Enterprise Resource Planning (ERP) is a planning philosophy enabled with software that attempts to integrate all the business processes of different departments and functions across a company onto a single computer system that can serve particular needs of the different departments.
Typically, before ERP implementation, each department has its own computer system optimized for the requirement that a department needs. Each department will maintain separate databases and design applications as per their functionalities. These will result in local optima and overall very poor results across all the departments or within the company.
ERP combines all the business requirements of the company together into a single, integrated software program that runs off a single database so that the various departments can more easily share information and communicate with each other. Conceptually ERP replaces the old standalone computer system in finance, HR, manufacturing, etc., with a single software program that facilitates various functional modules.
Thus everybody from the finance, manufacturing, purchasing etc will get their own advantages of software, along with the added feature of availability of information across other departments to improve decision quality. For example, someone in finance can use ERP to see if any sale order has been shipped from the warehouse so that he can now confidently plan for working capital management for the next period.
With the advent of Web-based ERP solution working environment started witnessing a tremendous change. Web-based simplified back-office process automation for mid-sized and growing business. It provided real-time information about finance, order management, purchase, inventory, employee management, e-commerce and much more. With web-based ERP solution, you can accelerate business cycles, improve productivity and reliability, and provide higher levels of service to customers, suppliers and partners.
Needless to say eresource ERP is the most reliable enterprise resource planning application available today, providing organizations with the strategic insight, ability to differentiate, increased productivity and flexibility.
For nearly two decades, ERP software systems have evolved from hype to fad to fixture. Moving forward, the concept of an organizational unified information system will remain relatively unchanged. Sure, the scope will grow to include those Web 2.0 and Enterprise 2.0 tools that graduate from the dormitories to the enterprise, but the underlying premise of a single real-time application will continue to promote strategic value and remain intact.
Where we will see profound changes are pricing models, delivery methods and vertical market adaptations. Software as a Service (SaaS) has clearly entered the ERP industry as a disruptive technology. SaaS brought with it a pricing model which replaced large capital expenditures with monthly subscription pricing, removed data center hardware requirements and reduced the need for internal IT resources and labor simply to keep the business systems humming. SaaS ERP hosted delivery has also reduced IT complexity while promoting ubiquitous, anytime and anywhere access.
At this point we are only seeing the tip of the SaaS ERP ice burg. SaaS CRM software systems are achieving hyper-growth and more comprehensive SaaS ERP systems are clearly following the CRM software trend. However, the SaaS seismic shift is still in its early phase. Analyst firm Gartner forecasts continued SaaS double digit growth and suggests that SaaS will account for 25 percent of all new business software by 2011. This ramp up period provides traditional, licensed-based ERP software manufacturers with an opportunity to re-innovate themselves, modify their value proposition, penetrate a more narrowly defined industry, join the SaaS revolution - or see their market erode.

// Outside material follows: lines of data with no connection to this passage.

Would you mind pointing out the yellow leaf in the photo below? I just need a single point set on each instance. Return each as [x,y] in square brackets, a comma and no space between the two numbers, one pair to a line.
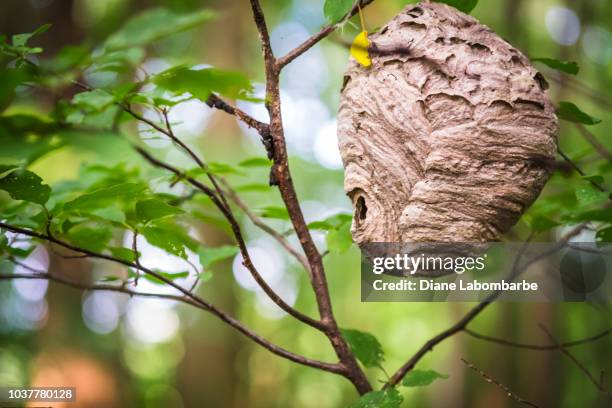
[359,49]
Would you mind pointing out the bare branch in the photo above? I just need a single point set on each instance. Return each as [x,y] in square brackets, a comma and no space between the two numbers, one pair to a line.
[333,368]
[471,315]
[280,175]
[580,171]
[239,238]
[324,32]
[215,102]
[578,364]
[492,380]
[258,222]
[528,346]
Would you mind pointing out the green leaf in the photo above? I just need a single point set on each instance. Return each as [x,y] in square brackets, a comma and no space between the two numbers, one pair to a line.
[155,24]
[419,378]
[202,82]
[170,237]
[93,101]
[604,235]
[569,67]
[112,213]
[272,211]
[152,209]
[389,398]
[91,238]
[365,347]
[601,215]
[105,196]
[168,275]
[570,112]
[587,194]
[542,223]
[334,10]
[9,80]
[339,240]
[211,255]
[462,5]
[22,184]
[255,162]
[21,40]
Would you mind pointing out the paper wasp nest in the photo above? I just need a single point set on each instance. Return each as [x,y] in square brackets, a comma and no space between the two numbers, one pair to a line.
[448,136]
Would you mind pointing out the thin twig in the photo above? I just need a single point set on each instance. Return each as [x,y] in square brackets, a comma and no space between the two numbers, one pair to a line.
[188,297]
[258,222]
[324,32]
[580,171]
[470,315]
[529,346]
[492,380]
[247,262]
[280,175]
[578,364]
[590,137]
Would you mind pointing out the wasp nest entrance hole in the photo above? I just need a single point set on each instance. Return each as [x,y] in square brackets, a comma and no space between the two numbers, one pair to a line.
[448,136]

While the industry trend is obvious, the alternatives are harder to digest. SAP, the largest ERP application vendor in the world, approached SaaS by chastising it and surrounding the once new concept with FUD (fear, uncertainty and doubt) before ultimately recognizing the trend was bigger than SAP itself and finally (sort of) getting on board with the trend by announcing (but not actually delivering) a limited SaaS ERP product offering.
Other recognized vendors are showing similar reluctance. Microsoft and Oracle have dipped their big toes in the SaaS water, however, we view their participation as largely a defensive tactic and an effort to avoid cannibalizing their licensed-based business software revenue stream. The third largest ERP vendor, Infor, continues to sit on the sidelines. Other market leading software vendors such as Lawson and Epicor seem to bury their heads in the sand and hope the SaaS movement will dissipate. This disregard for a major and sustained market movement has opened the door for smaller players such as NetSuite, Aplicor and Intacct to build out their impressive ERP products, achieve measurable market share and successfully challenge the industry stalwarts. The ERP software industry is ushering in a new competitive playing field and tomorrows winners are unlikely to be today’s most recognized players.